Воронья Кость закончил натирать сапоги жиром и натянул их.
— Мне сказали птицы, — ответил он в конце концов, и я нисколько не сомневался в этом, ведь маленького Олафа Трюггвасона не зря прозвали Воронья Кость — наблюдая за полетом птиц, он умел читать судьбу — нить, которую пряли три сестры норны.
— Он придет сюда по трем причинам, — продолжал мальчик, его голос становился все более пронзительным, по мере того как он старался перекричать шум в зале. — Ты знаменит богатством и славой.
— А третья?
Олаф просто посмотрел на меня, и этого оказалось достаточно; воспоминания об усадьбе Клеркона на Сварти — огонь, кровь и безумие — часто всплывали в моей памяти, словно блевотина в ведре.
Это были проклятые воспоминания, зловонные, как невыделанная шкура. Слава всегда возвращается и преследует по пятам до самой могилы, это подтверждает мое собственное прозвище — Убийца Медведя, хотя я и не убивал белого медведя, но никто кроме меня об этом не знал. Однако этот подвиг уже попал в сагу, как и другие истории, поэтому Обетное Братство постоянно притягивало воинов — одни желали вступить в наши ряды, другие — сразиться с нами.
Вот и теперь придет Рандр Стерки — по личной причине. Громкая слава Обетного Братства позволяла мне легко набрать полную команду воинов, но я бы предпочел суровых русов, находящихся под покровительством князя Новгородского.
— Рандр Стерки — не то имя, которое привлекает воинов, — продолжал Воронья Кость. — А твое имя и имена тех, вместе с кем в схватке со смертью ты добыл богатство, женщин и славу, имеют немалый вес.
Он произнес это громким и пронзительным мальчишеским голосом, почти крича, и что удивительно, шум вокруг внезапно утих. Головы повернулись, тишина упала, как горсть пепла.
— Меня нелегко убить, — ответил я, и мне не пришлось повышать голос, чтобы меня услышали. Некоторые усмехнулись, раздался пьяный возглас.
— Даже медведям, — добавил Рыжий Ньяль, и все рассмеялись.
Затем зал снова наполнился гулом и болтовней, пир вернулся в свое русло и потек, словно тягучий мед.
— Значит, ты проделал этот долгий путь, только чтобы меня предупредить? — спросил я громче, поскольку шум опять усилился. Он вспыхнул, и тогда я понял, что Олаф прибыл не только ради этого.

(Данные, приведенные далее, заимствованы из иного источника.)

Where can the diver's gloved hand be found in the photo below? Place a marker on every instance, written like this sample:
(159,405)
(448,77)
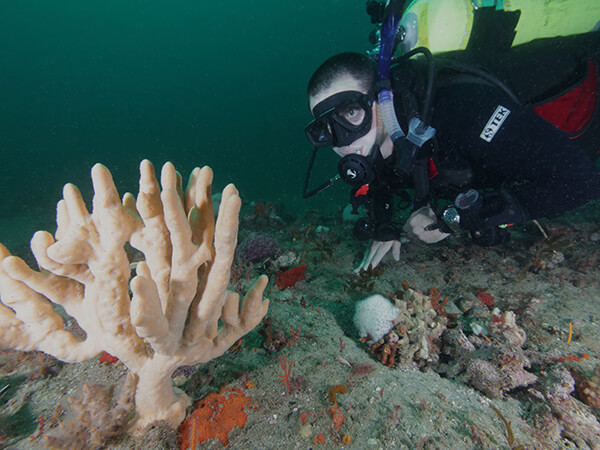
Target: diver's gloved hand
(377,251)
(423,224)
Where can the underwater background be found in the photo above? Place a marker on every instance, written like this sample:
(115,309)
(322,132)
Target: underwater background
(190,82)
(223,84)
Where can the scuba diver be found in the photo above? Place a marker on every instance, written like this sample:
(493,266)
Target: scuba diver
(495,136)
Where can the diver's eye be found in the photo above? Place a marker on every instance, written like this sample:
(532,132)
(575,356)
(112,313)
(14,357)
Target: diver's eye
(353,114)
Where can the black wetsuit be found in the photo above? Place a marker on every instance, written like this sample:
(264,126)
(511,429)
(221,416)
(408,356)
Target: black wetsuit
(545,171)
(525,166)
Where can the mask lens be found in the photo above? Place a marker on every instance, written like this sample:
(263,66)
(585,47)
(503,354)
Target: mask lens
(340,119)
(319,133)
(354,114)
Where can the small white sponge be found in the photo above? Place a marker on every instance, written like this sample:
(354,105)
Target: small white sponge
(374,317)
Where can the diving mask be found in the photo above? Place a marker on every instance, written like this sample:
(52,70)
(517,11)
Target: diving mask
(341,119)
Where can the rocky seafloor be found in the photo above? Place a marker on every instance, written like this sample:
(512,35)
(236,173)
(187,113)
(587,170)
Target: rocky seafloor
(510,364)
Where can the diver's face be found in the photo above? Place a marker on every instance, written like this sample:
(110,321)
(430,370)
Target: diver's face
(364,144)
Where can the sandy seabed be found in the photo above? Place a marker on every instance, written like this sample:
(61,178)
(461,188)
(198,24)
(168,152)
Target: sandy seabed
(547,283)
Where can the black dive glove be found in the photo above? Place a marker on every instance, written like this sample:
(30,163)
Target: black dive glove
(484,215)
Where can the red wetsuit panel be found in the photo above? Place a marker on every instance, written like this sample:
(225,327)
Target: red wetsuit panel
(571,111)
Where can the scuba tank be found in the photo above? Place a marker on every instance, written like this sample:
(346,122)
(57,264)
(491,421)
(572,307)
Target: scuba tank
(447,25)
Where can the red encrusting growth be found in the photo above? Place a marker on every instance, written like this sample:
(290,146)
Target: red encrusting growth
(290,277)
(214,418)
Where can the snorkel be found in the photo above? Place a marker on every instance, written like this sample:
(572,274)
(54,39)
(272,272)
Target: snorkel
(418,133)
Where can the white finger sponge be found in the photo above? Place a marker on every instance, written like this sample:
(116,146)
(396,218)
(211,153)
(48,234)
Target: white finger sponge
(375,317)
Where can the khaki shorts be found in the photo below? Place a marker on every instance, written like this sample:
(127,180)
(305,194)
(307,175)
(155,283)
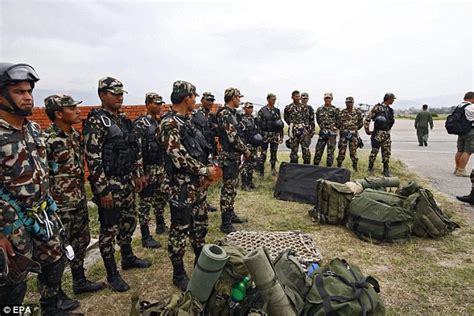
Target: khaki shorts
(466,142)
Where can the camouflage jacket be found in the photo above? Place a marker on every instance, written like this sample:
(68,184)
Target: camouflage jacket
(230,134)
(95,133)
(23,164)
(380,109)
(327,117)
(170,135)
(350,121)
(66,160)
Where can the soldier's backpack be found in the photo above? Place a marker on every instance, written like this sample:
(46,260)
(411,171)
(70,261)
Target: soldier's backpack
(342,289)
(379,216)
(429,219)
(332,201)
(457,123)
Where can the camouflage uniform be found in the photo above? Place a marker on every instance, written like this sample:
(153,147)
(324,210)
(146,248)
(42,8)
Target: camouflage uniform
(24,174)
(183,160)
(300,119)
(326,117)
(233,146)
(265,117)
(380,138)
(348,124)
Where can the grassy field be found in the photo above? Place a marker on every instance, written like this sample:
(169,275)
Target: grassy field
(422,276)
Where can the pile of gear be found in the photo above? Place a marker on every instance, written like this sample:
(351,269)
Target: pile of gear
(373,214)
(228,280)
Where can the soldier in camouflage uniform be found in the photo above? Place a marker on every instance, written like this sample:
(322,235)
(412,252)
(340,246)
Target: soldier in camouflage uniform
(300,120)
(66,160)
(154,195)
(233,146)
(116,168)
(349,123)
(24,186)
(382,115)
(205,121)
(185,154)
(326,116)
(271,128)
(252,139)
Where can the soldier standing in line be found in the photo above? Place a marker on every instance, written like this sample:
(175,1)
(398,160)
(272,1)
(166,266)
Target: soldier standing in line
(382,115)
(27,240)
(184,163)
(253,140)
(66,160)
(349,123)
(116,168)
(300,123)
(204,120)
(271,128)
(326,116)
(233,146)
(422,121)
(153,197)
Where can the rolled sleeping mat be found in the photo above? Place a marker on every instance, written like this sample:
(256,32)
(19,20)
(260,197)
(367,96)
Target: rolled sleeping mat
(379,182)
(207,271)
(259,264)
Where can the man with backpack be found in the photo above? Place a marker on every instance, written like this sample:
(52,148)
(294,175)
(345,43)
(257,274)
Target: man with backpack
(460,123)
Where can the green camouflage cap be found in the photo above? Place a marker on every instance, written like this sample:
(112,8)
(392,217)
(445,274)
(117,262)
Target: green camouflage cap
(208,96)
(182,87)
(111,85)
(233,92)
(153,97)
(57,101)
(271,96)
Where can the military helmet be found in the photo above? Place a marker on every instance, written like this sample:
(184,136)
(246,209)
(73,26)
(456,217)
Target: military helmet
(380,122)
(278,125)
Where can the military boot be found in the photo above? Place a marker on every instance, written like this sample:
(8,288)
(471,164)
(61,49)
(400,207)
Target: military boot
(180,279)
(386,170)
(113,276)
(81,285)
(130,261)
(147,239)
(161,227)
(226,226)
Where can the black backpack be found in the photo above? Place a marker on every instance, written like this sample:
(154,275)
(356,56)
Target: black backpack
(457,123)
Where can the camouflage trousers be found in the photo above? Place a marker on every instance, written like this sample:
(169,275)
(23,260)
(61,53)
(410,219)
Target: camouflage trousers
(189,219)
(304,141)
(77,234)
(330,143)
(380,140)
(46,253)
(249,165)
(342,147)
(119,222)
(230,179)
(422,134)
(155,195)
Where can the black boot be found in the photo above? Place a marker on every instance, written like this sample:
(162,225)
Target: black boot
(226,226)
(161,227)
(113,276)
(147,239)
(386,170)
(130,261)
(237,220)
(180,279)
(81,285)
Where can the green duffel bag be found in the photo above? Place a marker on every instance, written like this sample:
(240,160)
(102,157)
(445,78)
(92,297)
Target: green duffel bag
(430,220)
(379,216)
(332,200)
(342,289)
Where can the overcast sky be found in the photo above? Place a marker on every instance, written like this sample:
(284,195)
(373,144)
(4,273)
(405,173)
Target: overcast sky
(414,48)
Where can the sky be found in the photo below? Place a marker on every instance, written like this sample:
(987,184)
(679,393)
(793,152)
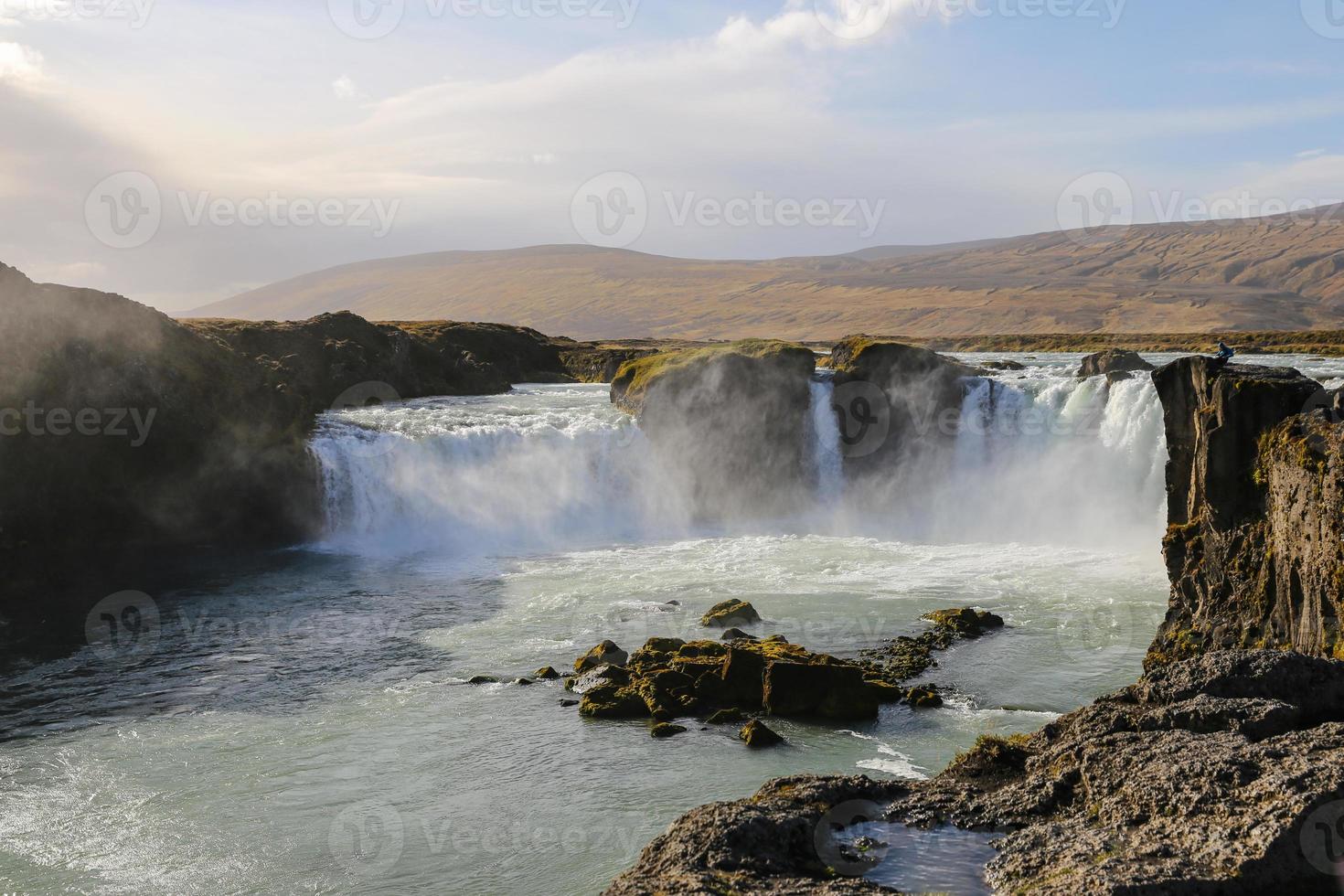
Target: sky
(185,151)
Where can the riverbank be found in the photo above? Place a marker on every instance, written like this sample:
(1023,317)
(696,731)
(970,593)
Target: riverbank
(1221,770)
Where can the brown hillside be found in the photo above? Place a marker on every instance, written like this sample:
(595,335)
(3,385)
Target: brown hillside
(1257,274)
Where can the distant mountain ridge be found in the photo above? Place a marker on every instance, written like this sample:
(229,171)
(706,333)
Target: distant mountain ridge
(1253,274)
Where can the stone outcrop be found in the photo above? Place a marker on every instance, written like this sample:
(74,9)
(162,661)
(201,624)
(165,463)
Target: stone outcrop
(319,360)
(1254,511)
(1113,360)
(1220,772)
(669,678)
(1207,776)
(600,363)
(139,437)
(729,425)
(900,411)
(717,680)
(730,613)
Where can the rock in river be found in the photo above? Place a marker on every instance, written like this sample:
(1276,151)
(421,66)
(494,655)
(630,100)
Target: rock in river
(730,613)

— Я хотел бы услышать, что скажет барабан Морского финна, — ответил он, — и если он предскажет победу, присоединишься ли ты ко мне в охоте на Рандра Стерки?
Вуокко Морской финн пришел к нам несколько месяцев назад в поисках мастера-резчика рун Клеппа Спаки, который работал над нашим рунным камнем и в северной долине. Вуокко прошел весь путь из саамских лесов пешком, чтобы научиться у Клеппа тайному знанию — резать руны, и я сильно удивился, когда наш рунный мастер согласился его обучать.
В ответ Клепп попросил Вуокко научить его магии сейдра [2], ведь маленький финн славился этим талантом. Поскольку сейдр считался странным и недостойным для мужчины занятием, об этой парочке ходили слухи, как и о том, чем они занимаются в своей хижине в долине, но в первую очередь Клепп был резчиком рун, и его уважали.
2
Сейдр — магическая практика, родственная шаманизму и подразумевающая трансовые состояния и путешествия по различным сферам реальности, входящим в структуру мирового дерева Иггдрасиля. Этому виду магии Фрейя обучила Одина.